Esta concepción natural de la existencia silvestre, orientada hacia toda la familia humana, precisamente se hace fértil cuando se despoja de soberbia y toma la humildad como abecedario de entendimiento. Puede que la cooperación entre naciones resulte vital para la protección de ciertas especies, sobre todo contra su explotación excesiva mediante el comercio internacional, pero es el propio ser humano el que tiene que concienciarse de la gran riqueza estética, científica, cultural, recreativa y económica, que genera este mundo rústico, que continuamente nos viene lanzando llamamientos ante nuestros abusos. Está bien que cultivemos, es parte de nuestro proyecto existencial, pero cultivar no es derrochar y mucho menos eliminar nada. Si escucháramos mucho más a ese universo salvaje, estoy seguro que tendríamos otra pasión y también otra dedicación. Produce un inmenso dolor pensar que nuestro propio hábitat nos habla, mientras la especie humana apenas presta atención a sus lenguajes, contribuyendo a acrecentar el negocio, por ejemplo el de la subasta de marfil o cuernos de rinoceronte ilegales. Si estos productos, y tantos otros, tuviesen un origen legal y se hubieran obtenido de manera sostenible, nuestro patrimonio natural dejaría de resentirse, y todos estaríamos cuando menos más sosegados.
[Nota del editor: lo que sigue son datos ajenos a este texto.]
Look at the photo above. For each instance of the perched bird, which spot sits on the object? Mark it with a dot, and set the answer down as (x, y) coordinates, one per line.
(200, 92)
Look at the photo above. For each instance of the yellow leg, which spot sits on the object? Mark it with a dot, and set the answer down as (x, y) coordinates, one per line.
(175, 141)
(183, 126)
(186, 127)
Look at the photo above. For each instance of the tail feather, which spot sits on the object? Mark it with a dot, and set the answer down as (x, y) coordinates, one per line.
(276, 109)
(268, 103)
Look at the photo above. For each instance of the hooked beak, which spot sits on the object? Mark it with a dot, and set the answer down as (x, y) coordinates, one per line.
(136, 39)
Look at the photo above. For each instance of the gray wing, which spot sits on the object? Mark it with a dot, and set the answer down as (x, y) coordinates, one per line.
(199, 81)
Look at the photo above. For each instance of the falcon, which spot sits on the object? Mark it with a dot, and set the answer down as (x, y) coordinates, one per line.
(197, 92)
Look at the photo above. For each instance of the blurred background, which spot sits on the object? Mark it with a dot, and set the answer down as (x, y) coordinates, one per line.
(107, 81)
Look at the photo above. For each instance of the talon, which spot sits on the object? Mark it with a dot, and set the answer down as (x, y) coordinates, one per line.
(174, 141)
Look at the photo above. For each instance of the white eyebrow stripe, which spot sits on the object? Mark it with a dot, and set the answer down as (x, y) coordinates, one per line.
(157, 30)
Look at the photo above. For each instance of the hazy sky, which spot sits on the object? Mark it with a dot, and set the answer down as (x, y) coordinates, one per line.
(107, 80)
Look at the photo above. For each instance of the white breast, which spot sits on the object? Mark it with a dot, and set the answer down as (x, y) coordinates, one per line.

La humanidad, ciertamente, ha logrado avances, pero también retrocesos. Uno de las grandes regresiones es el medio ambiente y, con ello, la vida silvestre tan ahogada como acosada por un indigno desarrollo de temores, discriminaciones, explotaciones absurdas e injusticias, que hacen la propia vida irrespirable. Si importantes son las personas, también su hábitat, que pide a gritos civismo, gobernanzas eficaces, aplicación de las normas internacionales, coherencia e implicación de todos los ciudadanos. Hasta ahora, todas las voces han reclamado una agenda centrada en las personas y con conciencia planetaria que asegure el respeto de la dignidad humana, la igualdad, la ordenación del medio ambiente, economías saludables, la libertad para vivir sin miseria y sin temor y una asociación mundial renovada para el desarrollo sostenible. El discurso público está ahí, lo que falta son las acciones que han de ser contundentes, con determinación y valentía, para lograr el objetivo de un medio ambiente digno para una existencia digna, que no deje a nadie sin respiración. Al fin y al cabo, somos tan silvestres como una amapola, lo que sucede es que algunos cruzan el campo y solo ven pétalos para sus labios. Y es que el egoísmo, aún no sabe nada más que amarse a sí mismo. Qué lejos queda el compartir.